NEW YORK (Reuters) – More investors are looking at discount retailer shares as Dollar General Corp (DG.N) and Dollar Tree Inc ( tDLTR.O), which performs better during an economic downturn, with a view to assessing changes in consumer behavior, although higher tariffs may erode the ability of companies to act as an economic audience.
Fund managers and analysts say they are looking for “trade-down trade” signs, where consumers shop at department stores or supermarkets in favor of the more limited option but lower prices at deep discounts. For example, between December 2008 and December 2011, Dollar Tree shares increased by almost 200% as the penny consumers focused during the Big Recession, and the S&P 500 benchmark was only 39% achieved. in the same time.
For the year to date, shares of Dollar Tree are up 7.3% as it integrates the purchase of former Student Dollar competitor, while General Dollar shares are up 28.4%. It is intended that both companies will report earnings August 29.
“The good news is that consumers are increasingly shopping at the dollar shops during periods of economic weakness. We would not expect a large increase in sales, but we estimate that sales will remain stable at the dollar shops while other companies are feeling more pain, ”said Mark DeVaul, portfolio manager at Hennessy's Equity and Revenue fund, who has a job. in Dollar Tree.
“We believe that the treasure hunt shopping atmosphere will continue to drive traffic and that they subtract them from competition from Amazon.”
There are no signs of a recession in the US at present, although investors are more concerned that the longest economic expansion in US history is coming to an end.
Goldman Sachs said earlier this month that the trade war between the US and China is set to decline and that it no longer expects a trade deal between two of the world's largest economies before an election t US presidency 2020.
According to Morgan Stanley, if the US increases tariffs on all imports from China to 25 per cent for 4-6 months, and if China accepts countermeasures, three-quarters would suffer an economic recession.
The spread between Exchequer bond yields slipped shorter and longer below zero earlier this year, reversing the reversal of the so-called recession yields. The 30-year Funds result hit very low last week, a sign that investors are betting on slower economic growth and low inflation.
Trade trade against economic weakness could benefit from deep discount retailers such as Five Below Inc (FIVE.O), National Vision Holdings Inc (EYE.O), and Ollie Bargain Outlet Holdings Inc (OLLI.O) have strong balance sheets, which observed Anthony Chukumba, managing director of Loop Capital Markets. High quality retailers like Best Buy Co Inc (BBY.Nhe might get worse, he said.
“With the likelihood of recession evolving, we believe that investors should begin to pay more attention to the specialty capital structures of retailers,” he said.
In particular, General Dollar could continue to perform better due to its strong management team and inventory control, said Charles Grom, analyst at Gordon Haskett Research Advisors.

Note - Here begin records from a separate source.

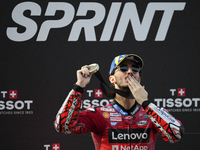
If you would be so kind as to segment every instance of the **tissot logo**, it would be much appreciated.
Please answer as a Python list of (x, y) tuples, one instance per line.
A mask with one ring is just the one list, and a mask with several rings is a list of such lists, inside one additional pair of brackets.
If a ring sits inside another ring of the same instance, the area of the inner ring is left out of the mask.
[[(131, 132), (129, 133), (129, 130)], [(150, 137), (150, 128), (146, 129), (109, 129), (109, 143), (147, 143)]]
[[(36, 37), (36, 41), (46, 41), (52, 29), (70, 26), (72, 27), (70, 32), (66, 33), (68, 41), (78, 41), (82, 31), (86, 41), (123, 41), (127, 28), (130, 25), (135, 40), (145, 41), (154, 20), (154, 15), (157, 11), (162, 11), (163, 16), (160, 20), (158, 31), (156, 31), (155, 41), (164, 41), (174, 13), (182, 11), (185, 8), (185, 4), (185, 2), (150, 2), (147, 4), (143, 19), (141, 20), (137, 4), (134, 2), (127, 2), (125, 4), (122, 4), (122, 2), (112, 2), (107, 6), (108, 8), (98, 2), (80, 2), (78, 8), (67, 2), (49, 2), (46, 8), (42, 8), (35, 2), (26, 1), (17, 4), (13, 11), (10, 12), (12, 20), (16, 24), (14, 27), (7, 27), (6, 34), (10, 40), (16, 42), (27, 41), (33, 37)], [(25, 16), (25, 11), (30, 11), (30, 15)], [(60, 19), (56, 18), (57, 11), (63, 12), (63, 16)], [(92, 18), (87, 18), (89, 11), (95, 14)], [(42, 12), (45, 13), (43, 14)], [(49, 16), (55, 18), (47, 20)], [(82, 18), (78, 19), (78, 17)], [(45, 20), (40, 26), (38, 20), (41, 20), (41, 18)], [(105, 24), (102, 25), (102, 22)], [(96, 31), (96, 27), (99, 25), (102, 25), (103, 29), (100, 31), (100, 38), (97, 39), (96, 33), (99, 32)], [(23, 29), (23, 27), (25, 27), (25, 30), (20, 32), (20, 29)], [(113, 39), (112, 36), (114, 37)]]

“This is one of our best ideas and we think that there is a higher chance of raising their guidance” when the company reports its findings and “as did the Goal”, he said. Target Body Shares (TGT.N) jumped over 19% and striking highlights after the company had improved sales growth than expected on Tuesday.
But deep discounts like Tree Dollars and General Dollars are not exempt from the economic effects of the trade war between the US and China. Dollar Tree, for example, imports 60% of its inventory from China and may be forced to raise prices if it is no longer able to obtain concessions from its vendors, said Dendaul, Hennessy's fund manager.
“They might have to break the measure and raise prices, but they are in danger of kissing many people and not getting them back,” he said.